Among the recommendations in the 297-page report, released yesterday, were:
* Flight controllers undergo recurrent training and proficiency checks;
* The grooving of the runway to increase tyre traction in adverse weather conditions;
* The streamlining of definitions concerning runway condition; and
* American Airlines should immediately instruct their flight crews that if they use an "advance analysis" technique to assess landing performance, they should take all factors into account, including runway surface condition, recommended aircraft configuration, and use of recommended deceleration techniques.
The report recommended that if flight crews do not use an "advance analysis", they should be instructed to perform, when required, the landing performance assessment prescribed in AA Bulletin 737-07, prior to landing.
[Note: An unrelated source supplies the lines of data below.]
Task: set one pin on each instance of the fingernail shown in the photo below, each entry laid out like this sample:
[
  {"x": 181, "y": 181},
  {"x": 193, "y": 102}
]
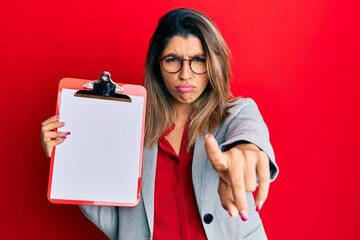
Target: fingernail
[
  {"x": 259, "y": 206},
  {"x": 243, "y": 215},
  {"x": 208, "y": 135}
]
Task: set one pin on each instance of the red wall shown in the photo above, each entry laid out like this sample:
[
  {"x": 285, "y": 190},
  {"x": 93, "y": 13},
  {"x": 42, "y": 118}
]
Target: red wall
[{"x": 298, "y": 59}]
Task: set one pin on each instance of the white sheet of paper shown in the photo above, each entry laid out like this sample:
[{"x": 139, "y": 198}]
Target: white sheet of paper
[{"x": 99, "y": 161}]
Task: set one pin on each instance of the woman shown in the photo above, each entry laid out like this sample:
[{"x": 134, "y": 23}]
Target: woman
[{"x": 205, "y": 150}]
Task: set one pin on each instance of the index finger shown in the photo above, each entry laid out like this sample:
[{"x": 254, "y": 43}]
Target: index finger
[
  {"x": 50, "y": 120},
  {"x": 263, "y": 172},
  {"x": 214, "y": 154},
  {"x": 236, "y": 176}
]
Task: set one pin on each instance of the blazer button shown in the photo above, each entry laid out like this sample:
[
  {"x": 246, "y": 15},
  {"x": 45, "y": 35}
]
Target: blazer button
[{"x": 208, "y": 218}]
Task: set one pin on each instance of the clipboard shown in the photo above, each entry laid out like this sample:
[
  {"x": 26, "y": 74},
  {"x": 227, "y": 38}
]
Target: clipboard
[{"x": 100, "y": 163}]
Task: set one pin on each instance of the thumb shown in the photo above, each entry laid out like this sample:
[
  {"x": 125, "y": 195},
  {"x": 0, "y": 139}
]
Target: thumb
[{"x": 214, "y": 153}]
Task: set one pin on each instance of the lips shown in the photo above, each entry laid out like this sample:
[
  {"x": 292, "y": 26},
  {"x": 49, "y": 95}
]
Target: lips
[{"x": 184, "y": 88}]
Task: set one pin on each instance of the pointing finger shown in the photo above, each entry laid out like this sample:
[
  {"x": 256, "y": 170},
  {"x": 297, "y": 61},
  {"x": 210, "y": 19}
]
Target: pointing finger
[
  {"x": 214, "y": 154},
  {"x": 263, "y": 172}
]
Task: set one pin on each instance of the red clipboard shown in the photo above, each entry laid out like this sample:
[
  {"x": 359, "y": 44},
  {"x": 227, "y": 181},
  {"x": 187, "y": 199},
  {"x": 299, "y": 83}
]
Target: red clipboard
[{"x": 100, "y": 163}]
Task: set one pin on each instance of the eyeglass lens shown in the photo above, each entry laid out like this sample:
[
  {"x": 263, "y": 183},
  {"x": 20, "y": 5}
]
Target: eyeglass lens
[{"x": 173, "y": 64}]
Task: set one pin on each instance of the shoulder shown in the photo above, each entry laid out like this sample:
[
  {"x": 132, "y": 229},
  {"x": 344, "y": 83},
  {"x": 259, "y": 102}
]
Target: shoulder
[{"x": 235, "y": 105}]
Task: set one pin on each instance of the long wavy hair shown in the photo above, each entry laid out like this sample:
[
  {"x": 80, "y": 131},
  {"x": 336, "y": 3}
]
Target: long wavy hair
[{"x": 210, "y": 109}]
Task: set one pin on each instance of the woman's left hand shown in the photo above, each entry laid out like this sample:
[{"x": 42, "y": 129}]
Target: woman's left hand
[{"x": 238, "y": 169}]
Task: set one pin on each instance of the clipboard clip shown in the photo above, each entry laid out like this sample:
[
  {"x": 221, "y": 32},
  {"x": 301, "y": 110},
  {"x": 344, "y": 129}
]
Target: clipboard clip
[{"x": 103, "y": 88}]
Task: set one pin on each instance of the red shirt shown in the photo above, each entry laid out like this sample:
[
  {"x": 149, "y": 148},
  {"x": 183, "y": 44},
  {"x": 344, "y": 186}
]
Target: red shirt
[{"x": 176, "y": 213}]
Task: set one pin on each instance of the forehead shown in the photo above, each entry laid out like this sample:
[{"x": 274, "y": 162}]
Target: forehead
[{"x": 184, "y": 46}]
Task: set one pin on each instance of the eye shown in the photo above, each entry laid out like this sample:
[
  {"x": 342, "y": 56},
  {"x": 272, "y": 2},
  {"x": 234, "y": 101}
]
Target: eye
[
  {"x": 172, "y": 59},
  {"x": 198, "y": 59}
]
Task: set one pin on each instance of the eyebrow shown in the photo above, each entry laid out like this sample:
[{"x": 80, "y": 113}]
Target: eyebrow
[{"x": 191, "y": 56}]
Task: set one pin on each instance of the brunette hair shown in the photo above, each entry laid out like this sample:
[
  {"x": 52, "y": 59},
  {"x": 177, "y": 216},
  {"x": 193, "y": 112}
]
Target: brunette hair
[{"x": 210, "y": 109}]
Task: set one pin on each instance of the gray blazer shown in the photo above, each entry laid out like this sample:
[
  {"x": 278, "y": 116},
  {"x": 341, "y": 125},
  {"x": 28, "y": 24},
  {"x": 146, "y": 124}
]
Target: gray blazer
[{"x": 244, "y": 123}]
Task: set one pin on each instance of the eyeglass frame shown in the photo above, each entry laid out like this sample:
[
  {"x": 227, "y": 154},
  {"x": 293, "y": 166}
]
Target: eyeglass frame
[{"x": 182, "y": 60}]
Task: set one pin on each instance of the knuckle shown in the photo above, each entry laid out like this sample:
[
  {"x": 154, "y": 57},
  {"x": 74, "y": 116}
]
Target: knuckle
[{"x": 250, "y": 188}]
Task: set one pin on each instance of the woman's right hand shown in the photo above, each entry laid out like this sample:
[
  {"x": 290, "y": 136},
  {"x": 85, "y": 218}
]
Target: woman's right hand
[{"x": 49, "y": 137}]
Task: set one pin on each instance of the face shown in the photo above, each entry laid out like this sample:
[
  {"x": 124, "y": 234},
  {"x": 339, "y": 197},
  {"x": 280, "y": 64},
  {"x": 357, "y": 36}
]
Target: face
[{"x": 185, "y": 86}]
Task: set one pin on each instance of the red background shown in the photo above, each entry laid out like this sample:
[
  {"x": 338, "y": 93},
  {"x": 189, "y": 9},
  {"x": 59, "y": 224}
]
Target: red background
[{"x": 299, "y": 60}]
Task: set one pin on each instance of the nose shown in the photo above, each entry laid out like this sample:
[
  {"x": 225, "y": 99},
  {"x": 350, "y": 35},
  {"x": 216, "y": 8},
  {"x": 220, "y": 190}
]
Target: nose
[{"x": 185, "y": 72}]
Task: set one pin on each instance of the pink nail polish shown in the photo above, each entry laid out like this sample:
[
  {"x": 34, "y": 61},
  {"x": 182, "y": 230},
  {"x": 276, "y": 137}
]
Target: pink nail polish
[
  {"x": 243, "y": 215},
  {"x": 259, "y": 206}
]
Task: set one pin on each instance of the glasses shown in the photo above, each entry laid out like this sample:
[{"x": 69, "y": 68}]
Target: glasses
[{"x": 173, "y": 64}]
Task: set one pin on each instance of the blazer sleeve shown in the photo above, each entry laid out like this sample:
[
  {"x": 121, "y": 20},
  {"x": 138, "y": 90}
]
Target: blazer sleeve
[
  {"x": 246, "y": 123},
  {"x": 104, "y": 217}
]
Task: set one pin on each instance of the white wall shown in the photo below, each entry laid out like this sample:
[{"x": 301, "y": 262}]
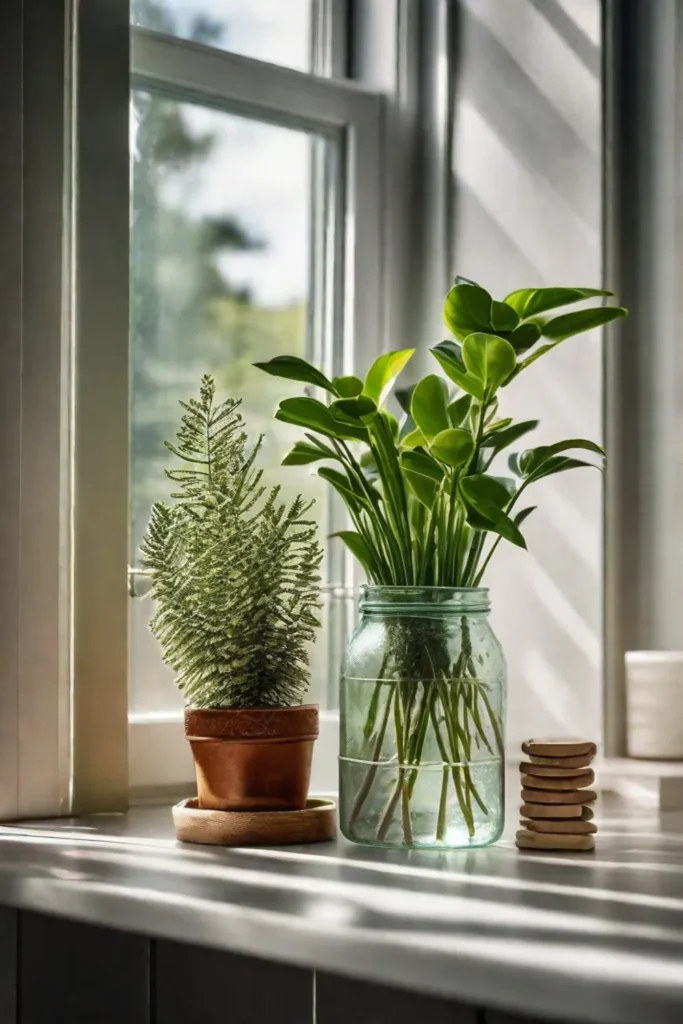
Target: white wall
[{"x": 527, "y": 212}]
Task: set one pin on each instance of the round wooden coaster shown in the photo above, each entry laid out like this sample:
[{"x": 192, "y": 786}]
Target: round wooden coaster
[
  {"x": 581, "y": 761},
  {"x": 549, "y": 797},
  {"x": 526, "y": 840},
  {"x": 575, "y": 826},
  {"x": 568, "y": 783},
  {"x": 527, "y": 768},
  {"x": 559, "y": 748},
  {"x": 552, "y": 811},
  {"x": 317, "y": 821}
]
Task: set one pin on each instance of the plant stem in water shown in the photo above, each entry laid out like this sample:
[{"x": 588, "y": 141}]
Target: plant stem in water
[{"x": 364, "y": 792}]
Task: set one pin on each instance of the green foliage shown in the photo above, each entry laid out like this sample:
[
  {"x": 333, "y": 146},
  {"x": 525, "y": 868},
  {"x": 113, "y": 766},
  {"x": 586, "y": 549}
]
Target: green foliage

Said the report: "AA should immediately ensure that their flight crews understand that a runway described as 'wet' by [Air Traffic Control] in overseas locations does not necessarily signify that the runway surface is in a condition equivalent to AA landing data card 'Wet/Good'."
In addition, the report said the JCAA and Jamaica Air Traffic Services (ATS) should clearly define the circumstances under which air traffic controllers inform aerodrome authorities of conditions associated with inclement weather, so that the aerodrome authorities conduct runway surface inspections and provide the results of these inspections to ATS units.
"... Air traffic controllers should undergo awareness training of performance-based navigation procedures, including area navigation," added the report.
According to a press release that accompanied the release of the report, the safety recommendations were being implemented.
The Boeing 737-800 aircraft, operated by American Airlines as Flight AA331, which had arrived in the island from Miami, crashed after it overran the runway.
"It landed at approximately 10:22 pm, on runway 12 in heavy rain, with a 14-knot tailwind component. The aircraft touched down long at 4,100 feet, and ran off the end of the runway, at a speed of 62 knots," said the report.
There were no fatalities, but a number of passengers suffered injuries.